On nous répète que le référendum, c’est la porte ouverte à tous les populismes, aux faux débats. On craint qu’on ne réponde pas à la question. Mais l’adoption parlementaire, c’est quoi? C’est un débat tronqué. Un débat en catimini. Encore une fois, qui parle d’Europe à part les nonistes?
Nicolas Dupont-Aignan me semble particulièrement bien inspiré lorsqu’il dit ceci :

Une fois de plus, les émissions auxquelles je suis invité sont annulées les unes après les autres, presque toujours en dernière minute. Il y a comme une paroi de verre érigée entre nous et les Français. Tout est fait pour dissimuler au peuple le forfait institutionnel perpétré dans leur dos.

A croire que les prescriptions du puissant centre de recherche fédéraliste, l’European Policy Centre, un « think tank » qui a pignon sur rue et bénéficie de nombreuses largesses financières, sont suivies à la lettre : ce dernier, fin novembre, a ainsi publié une étude (communiquée à la diplomatie française) invitant à respecter un « impératif de discrétion qu’impose le processus de ratification du traité tout au long de l’année. » Un souci de « discrétion » qui paraît le mieux partagé du monde dans les arcanes de l’eurocratie et qui a inspiré en septembre dernier à Jean-Claude Juncker, Premier ministre luxembourgeois et président de l’Eurogroupe, à propos de la Constitution bis, cet aveu chuchoté : « Bien entendu, il y aura des transferts de souveraineté. Mais serais-je intelligent d’attirer l’attention du public sur ce fait ? »

Ou ceci :

Il est sûr que si les médias n’en parlent pas, personne ne s’y intéressera ! Je demande aux journalistes, aux éditorialistes que je crois honnêtes et sincères pour la plupart, d’oser enfin parler des choses importantes. L’adoption du traité de Lisbonne qui transfère des pouvoirs considérables à des organismes non élus et qui vide de sa substance notre démocratie mérite débat, à tout le moins devoir d’alerte !

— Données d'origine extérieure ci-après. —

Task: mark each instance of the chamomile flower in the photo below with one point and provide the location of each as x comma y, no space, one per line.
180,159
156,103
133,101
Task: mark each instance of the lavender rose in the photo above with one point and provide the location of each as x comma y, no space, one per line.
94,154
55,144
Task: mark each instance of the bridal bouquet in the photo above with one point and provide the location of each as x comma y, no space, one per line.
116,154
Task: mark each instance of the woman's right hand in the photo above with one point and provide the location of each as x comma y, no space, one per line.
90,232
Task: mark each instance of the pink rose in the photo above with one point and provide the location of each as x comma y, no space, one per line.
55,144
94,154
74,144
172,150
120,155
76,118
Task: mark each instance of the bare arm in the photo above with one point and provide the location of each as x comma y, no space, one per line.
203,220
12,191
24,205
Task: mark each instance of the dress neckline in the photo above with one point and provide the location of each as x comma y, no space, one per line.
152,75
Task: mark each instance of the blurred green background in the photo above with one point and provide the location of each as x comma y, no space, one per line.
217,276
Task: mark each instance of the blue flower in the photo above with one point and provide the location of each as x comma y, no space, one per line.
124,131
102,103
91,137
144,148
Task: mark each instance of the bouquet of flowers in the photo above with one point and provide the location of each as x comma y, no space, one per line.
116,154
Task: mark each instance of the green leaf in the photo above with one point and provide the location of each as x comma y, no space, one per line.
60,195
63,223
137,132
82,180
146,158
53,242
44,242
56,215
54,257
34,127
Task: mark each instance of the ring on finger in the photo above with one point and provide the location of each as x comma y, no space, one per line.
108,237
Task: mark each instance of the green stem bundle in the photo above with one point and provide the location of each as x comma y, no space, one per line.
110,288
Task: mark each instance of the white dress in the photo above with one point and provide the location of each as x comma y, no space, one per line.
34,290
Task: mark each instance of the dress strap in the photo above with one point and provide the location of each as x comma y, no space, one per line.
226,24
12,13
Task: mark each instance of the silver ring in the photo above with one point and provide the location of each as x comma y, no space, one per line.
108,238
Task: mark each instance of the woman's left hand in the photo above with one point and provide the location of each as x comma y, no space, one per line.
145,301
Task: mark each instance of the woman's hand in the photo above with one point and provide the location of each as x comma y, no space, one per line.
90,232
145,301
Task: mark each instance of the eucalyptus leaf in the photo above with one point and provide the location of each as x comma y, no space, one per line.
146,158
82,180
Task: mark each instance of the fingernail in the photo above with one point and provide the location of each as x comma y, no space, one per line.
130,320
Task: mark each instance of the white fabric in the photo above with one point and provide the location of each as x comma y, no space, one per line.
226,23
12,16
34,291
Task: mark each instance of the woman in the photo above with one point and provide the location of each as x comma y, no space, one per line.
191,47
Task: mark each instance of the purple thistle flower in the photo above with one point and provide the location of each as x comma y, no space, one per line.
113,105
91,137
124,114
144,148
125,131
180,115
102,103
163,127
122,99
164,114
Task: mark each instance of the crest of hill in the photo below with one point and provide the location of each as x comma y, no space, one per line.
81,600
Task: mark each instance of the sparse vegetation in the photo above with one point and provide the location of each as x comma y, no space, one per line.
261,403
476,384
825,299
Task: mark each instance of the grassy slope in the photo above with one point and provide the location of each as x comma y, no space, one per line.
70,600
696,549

La vérité, c’est que l’Europe est coincée par un postulat de départ mensonger et suicidaire : il faut tous avancer ensemble, au même rythme, sans quoi c’est la crise. Il faut intégrer, intégrer, intégrer. La France sans l’Europe ne pourrait rien faire (ah bon?). C’est bien de cela qu’il s’agit : Nicolas Sarkozy n’a pas d’autre choix que d’agir ainsi, car sinon il perd la face au niveau européen. La France ne serait plus « dans le coup ». Et alors? La situation pourrait-elle être pire qu’aujourd’hui, économiquement parlant?

C’est pourquoi il faut soutenir les appels à manifester à Versailles aujourd’hui et ces prochains jours. Je ne pourrai moi-même y être mais je compatis de tout coeur avec ceux qui iront affronter le froid mordant pour protester contre ce « déni ». Non mais!